Monday, October 19, 2009

DOUBLE DUTY: The Black Woman's Struggle Raising Boys Alone


By: Deric Muhammad

By now most of us have seen the blood-curdling video of 14 year-old honor student Derrion Albert being beaten to his untimely death in Chicago. The Honorable Minister Louis Farrakhan, Rev. Jesse Jackson and I believe God Himself is issuing a call to action to all of us to stand against the destructive “deathstyle” that left young Derrion “gone too soon.”

We must unite and stand against youth violence with all the strength that we can muster. As I watched in horror, I saw the high level of brute force used by those who took our brothers life. I, then, said to myself that we must meet this brute force of ignorance with an equal or greater force of truth, love, and sincere activism.

As I reviewed the video again I wondered how many of those involved in the melee were being raised by a single mother. If national statistics are worth their salt, probably 7 out of 10 of them are without a father in the home. And the absence of so many fathers in the home has a direct effect on the way that young Black males relate to one another.

It is only a matter of time before Hallmark designs and manufactures a Fathers Day Card for Black women. They would fly off of the shelves in the Black community and it would be difficult for us as a community to protest given the fact that we have helped create the market for it.

God, in His infinite wisdom, has set up a system for the family structure. He gives every child, male and female, a mother and a father. Both parents are by nature made to fulfill their roles so that the child receives what he or she needs to grow into their full potential according to the plan of a wise God. So the presence of a father in the life of a child is not only a human need; it is a human right.

The Black nation is hemorrhaging from within, because so many Black boys have been denied this human right. There is a deep, scathing, internally scarring pain on the inside of us as Black men, because we have felt the sting of apparent rejection from our fathers. Every young Black male who feels “dissed” by his biological father sees himself as a victim of injustice. He is hurt. He is bitter.

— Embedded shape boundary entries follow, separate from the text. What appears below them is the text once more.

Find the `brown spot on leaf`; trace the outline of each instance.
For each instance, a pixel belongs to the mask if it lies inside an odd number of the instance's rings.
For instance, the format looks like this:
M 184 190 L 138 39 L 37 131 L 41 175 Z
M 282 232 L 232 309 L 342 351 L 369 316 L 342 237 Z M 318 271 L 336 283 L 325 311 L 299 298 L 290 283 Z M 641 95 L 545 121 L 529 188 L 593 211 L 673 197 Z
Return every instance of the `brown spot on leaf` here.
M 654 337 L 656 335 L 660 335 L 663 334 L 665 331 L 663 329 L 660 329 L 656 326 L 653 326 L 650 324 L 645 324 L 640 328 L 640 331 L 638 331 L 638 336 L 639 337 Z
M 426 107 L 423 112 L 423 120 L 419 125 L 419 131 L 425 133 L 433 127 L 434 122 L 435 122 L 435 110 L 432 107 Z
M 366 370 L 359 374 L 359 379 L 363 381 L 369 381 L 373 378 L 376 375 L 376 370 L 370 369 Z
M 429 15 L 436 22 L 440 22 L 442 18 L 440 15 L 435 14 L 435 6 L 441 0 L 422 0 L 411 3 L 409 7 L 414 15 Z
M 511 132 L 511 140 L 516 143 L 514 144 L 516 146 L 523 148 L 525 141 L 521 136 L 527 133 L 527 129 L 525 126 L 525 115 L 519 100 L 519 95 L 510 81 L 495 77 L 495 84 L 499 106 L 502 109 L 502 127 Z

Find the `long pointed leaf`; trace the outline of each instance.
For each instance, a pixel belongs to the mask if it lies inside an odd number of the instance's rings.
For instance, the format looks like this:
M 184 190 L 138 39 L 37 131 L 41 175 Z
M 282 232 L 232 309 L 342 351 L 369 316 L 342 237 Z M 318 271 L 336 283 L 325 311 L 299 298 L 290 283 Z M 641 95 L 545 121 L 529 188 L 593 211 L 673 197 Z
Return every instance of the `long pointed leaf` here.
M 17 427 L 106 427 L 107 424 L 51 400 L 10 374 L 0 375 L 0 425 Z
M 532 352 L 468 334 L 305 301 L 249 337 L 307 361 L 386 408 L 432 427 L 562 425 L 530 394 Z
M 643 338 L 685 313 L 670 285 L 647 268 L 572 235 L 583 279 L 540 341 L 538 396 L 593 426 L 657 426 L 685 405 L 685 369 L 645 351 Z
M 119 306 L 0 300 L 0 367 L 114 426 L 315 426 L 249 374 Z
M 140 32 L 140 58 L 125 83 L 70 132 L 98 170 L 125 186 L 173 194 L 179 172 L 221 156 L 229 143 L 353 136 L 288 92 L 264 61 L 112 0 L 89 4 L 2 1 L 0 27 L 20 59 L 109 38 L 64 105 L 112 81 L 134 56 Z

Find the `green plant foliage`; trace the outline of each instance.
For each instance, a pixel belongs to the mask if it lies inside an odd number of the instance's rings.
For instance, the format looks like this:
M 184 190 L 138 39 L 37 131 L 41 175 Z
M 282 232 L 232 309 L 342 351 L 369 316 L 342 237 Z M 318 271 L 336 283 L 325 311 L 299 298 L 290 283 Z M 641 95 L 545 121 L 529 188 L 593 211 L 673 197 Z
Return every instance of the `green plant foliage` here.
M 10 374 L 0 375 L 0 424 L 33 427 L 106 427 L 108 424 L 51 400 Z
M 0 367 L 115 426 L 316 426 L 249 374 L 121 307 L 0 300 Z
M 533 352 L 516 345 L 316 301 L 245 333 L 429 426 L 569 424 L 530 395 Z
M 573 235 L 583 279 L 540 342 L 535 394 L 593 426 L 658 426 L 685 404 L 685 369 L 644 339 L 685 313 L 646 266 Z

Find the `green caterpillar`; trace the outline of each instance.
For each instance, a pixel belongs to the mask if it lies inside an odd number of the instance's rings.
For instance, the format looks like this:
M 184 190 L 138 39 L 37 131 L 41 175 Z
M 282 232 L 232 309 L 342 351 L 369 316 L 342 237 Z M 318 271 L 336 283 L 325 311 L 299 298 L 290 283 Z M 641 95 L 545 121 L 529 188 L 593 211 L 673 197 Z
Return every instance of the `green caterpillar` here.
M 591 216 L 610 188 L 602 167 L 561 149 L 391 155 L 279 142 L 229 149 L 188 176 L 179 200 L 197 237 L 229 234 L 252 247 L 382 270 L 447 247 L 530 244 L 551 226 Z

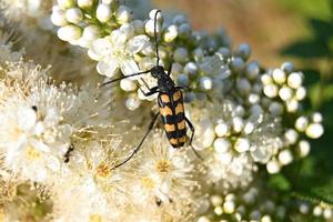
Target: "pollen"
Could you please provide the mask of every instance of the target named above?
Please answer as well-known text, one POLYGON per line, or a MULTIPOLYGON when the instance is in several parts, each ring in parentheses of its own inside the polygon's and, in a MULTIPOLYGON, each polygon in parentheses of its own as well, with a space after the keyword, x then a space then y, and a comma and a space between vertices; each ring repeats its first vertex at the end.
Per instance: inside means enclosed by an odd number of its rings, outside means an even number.
POLYGON ((90 214, 89 222, 102 222, 102 216, 100 214, 90 214))
POLYGON ((168 160, 158 161, 155 167, 159 173, 168 173, 171 170, 171 163, 168 160))
POLYGON ((155 186, 154 181, 149 176, 142 178, 141 183, 144 188, 148 188, 148 189, 153 189, 155 186))
POLYGON ((99 164, 95 171, 99 178, 109 178, 111 175, 111 169, 103 163, 99 164))
POLYGON ((27 155, 29 160, 38 160, 40 159, 40 152, 36 150, 33 147, 27 148, 27 155))

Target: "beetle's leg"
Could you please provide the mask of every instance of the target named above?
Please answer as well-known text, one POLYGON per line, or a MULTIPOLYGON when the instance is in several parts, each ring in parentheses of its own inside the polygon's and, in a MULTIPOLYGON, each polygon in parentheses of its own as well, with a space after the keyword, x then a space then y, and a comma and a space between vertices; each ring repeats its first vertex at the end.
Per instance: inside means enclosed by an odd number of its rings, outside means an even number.
POLYGON ((190 147, 191 147, 191 149, 193 150, 194 154, 195 154, 200 160, 203 160, 203 158, 196 152, 196 150, 195 150, 195 149, 193 148, 193 145, 192 145, 192 141, 193 141, 193 137, 194 137, 195 129, 194 129, 192 122, 191 122, 186 117, 184 117, 184 118, 185 118, 185 121, 186 121, 186 123, 188 123, 190 130, 192 131, 192 134, 191 134, 191 138, 190 138, 190 147))
POLYGON ((169 69, 168 69, 168 77, 170 77, 171 70, 172 70, 172 63, 170 64, 170 67, 169 67, 169 69))
POLYGON ((68 163, 70 161, 70 157, 71 157, 71 152, 74 151, 74 145, 71 144, 68 150, 65 151, 65 153, 63 154, 63 162, 68 163))
POLYGON ((180 85, 176 85, 175 89, 179 89, 179 90, 188 90, 188 91, 191 91, 192 89, 189 88, 189 87, 180 87, 180 85))
POLYGON ((150 89, 150 87, 148 85, 147 81, 145 81, 144 79, 142 79, 142 78, 140 78, 140 80, 143 82, 144 87, 145 87, 149 91, 151 91, 151 89, 150 89))
POLYGON ((158 93, 158 92, 160 92, 159 91, 159 87, 153 87, 153 88, 148 88, 149 89, 149 91, 148 92, 144 92, 142 89, 141 89, 141 87, 140 87, 140 84, 137 82, 137 85, 138 85, 138 88, 139 88, 139 90, 144 94, 144 97, 149 97, 149 95, 152 95, 152 94, 154 94, 154 93, 158 93))
POLYGON ((143 143, 143 141, 145 140, 147 135, 148 135, 148 134, 150 133, 150 131, 153 129, 154 123, 155 123, 155 121, 157 121, 157 119, 158 119, 159 115, 160 115, 160 112, 158 112, 158 113, 153 117, 152 121, 150 122, 150 124, 149 124, 149 127, 148 127, 148 130, 147 130, 144 137, 142 138, 141 142, 140 142, 139 145, 135 148, 135 150, 132 152, 132 154, 131 154, 130 157, 128 157, 123 162, 121 162, 121 163, 114 165, 114 167, 112 168, 112 170, 114 170, 114 169, 117 169, 117 168, 119 168, 119 167, 125 164, 129 160, 131 160, 131 159, 133 158, 133 155, 134 155, 135 153, 139 152, 139 150, 140 150, 142 143, 143 143))

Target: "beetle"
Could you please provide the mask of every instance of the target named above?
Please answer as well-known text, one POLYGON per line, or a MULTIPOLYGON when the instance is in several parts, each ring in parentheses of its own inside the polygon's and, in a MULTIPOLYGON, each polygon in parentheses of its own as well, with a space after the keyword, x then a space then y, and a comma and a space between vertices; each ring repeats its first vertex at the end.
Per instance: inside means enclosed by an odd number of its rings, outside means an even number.
POLYGON ((159 44, 158 44, 158 34, 157 34, 157 20, 158 14, 161 12, 161 10, 157 10, 154 16, 154 43, 155 43, 155 54, 157 54, 157 63, 155 65, 147 71, 115 78, 113 80, 110 80, 108 82, 104 82, 102 84, 107 85, 130 77, 135 77, 140 74, 151 73, 151 75, 158 80, 158 85, 153 88, 149 88, 148 84, 144 82, 148 92, 144 92, 140 87, 139 89, 145 97, 150 97, 152 94, 158 94, 158 104, 159 104, 159 112, 153 115, 152 121, 149 124, 148 131, 145 132, 144 137, 140 141, 139 145, 133 150, 133 152, 121 163, 113 167, 113 169, 119 168, 127 163, 141 148, 142 143, 144 142, 148 134, 151 132, 151 130, 154 127, 154 123, 159 115, 162 118, 162 123, 164 125, 164 131, 167 133, 168 140, 170 144, 175 148, 182 148, 184 143, 186 142, 186 124, 189 125, 192 134, 190 138, 190 147, 194 151, 195 155, 200 159, 202 159, 199 153, 195 151, 195 149, 192 147, 192 141, 194 137, 194 127, 191 123, 191 121, 185 117, 184 113, 184 101, 183 101, 183 90, 182 87, 175 85, 174 81, 171 79, 171 69, 172 64, 170 64, 168 72, 165 72, 164 68, 162 65, 159 65, 160 57, 159 57, 159 44))

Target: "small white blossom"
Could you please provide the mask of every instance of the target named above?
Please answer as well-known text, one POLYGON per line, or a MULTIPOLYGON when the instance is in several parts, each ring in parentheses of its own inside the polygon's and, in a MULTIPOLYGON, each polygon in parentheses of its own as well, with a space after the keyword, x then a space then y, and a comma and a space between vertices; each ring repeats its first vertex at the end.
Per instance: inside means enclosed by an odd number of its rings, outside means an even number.
POLYGON ((320 123, 310 123, 305 130, 305 133, 311 139, 317 139, 324 133, 324 128, 320 123))
POLYGON ((114 30, 110 36, 93 41, 88 53, 99 61, 97 69, 100 74, 113 77, 120 68, 127 75, 140 71, 133 57, 148 42, 149 38, 144 34, 128 39, 122 30, 114 30))
POLYGON ((100 3, 97 7, 95 17, 101 22, 108 22, 112 17, 111 7, 105 3, 100 3))
POLYGON ((71 23, 79 23, 83 19, 83 13, 79 8, 71 8, 65 11, 65 18, 71 23))
POLYGON ((58 37, 59 39, 63 40, 63 41, 74 41, 78 40, 82 34, 82 30, 74 26, 74 24, 68 24, 64 27, 61 27, 58 30, 58 37))
POLYGON ((278 84, 283 84, 286 80, 286 75, 281 69, 274 69, 272 77, 278 84))

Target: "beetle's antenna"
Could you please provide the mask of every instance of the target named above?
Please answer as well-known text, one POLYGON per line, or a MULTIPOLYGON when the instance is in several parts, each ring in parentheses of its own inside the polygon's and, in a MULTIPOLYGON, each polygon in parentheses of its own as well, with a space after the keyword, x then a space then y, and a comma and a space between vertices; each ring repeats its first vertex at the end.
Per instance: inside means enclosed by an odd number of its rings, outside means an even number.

Injustice, according to the Honorable Elijah Muhammad, could very well create an imbalance in the mind and careen out of control into savage behavior like that that killed Derrion Albert. The young Black male is “Fatherless and Furious.” If we intend to stop the violence in our communities, we must be ready to address the pathology of the problem and how it turns into the disease of self-hatred.

While it takes two to make a baby boy, it seems like the Black woman has been left with the burden of being the king maker. Black men are showing up in the bedroom, but not showing up in the delivery room. Too often, this drama is played out in some court room. It is because the lessons about life that fathers are supposed to teach their sons are being taught by and misinterpreted by the streets, television, rap stars, etc.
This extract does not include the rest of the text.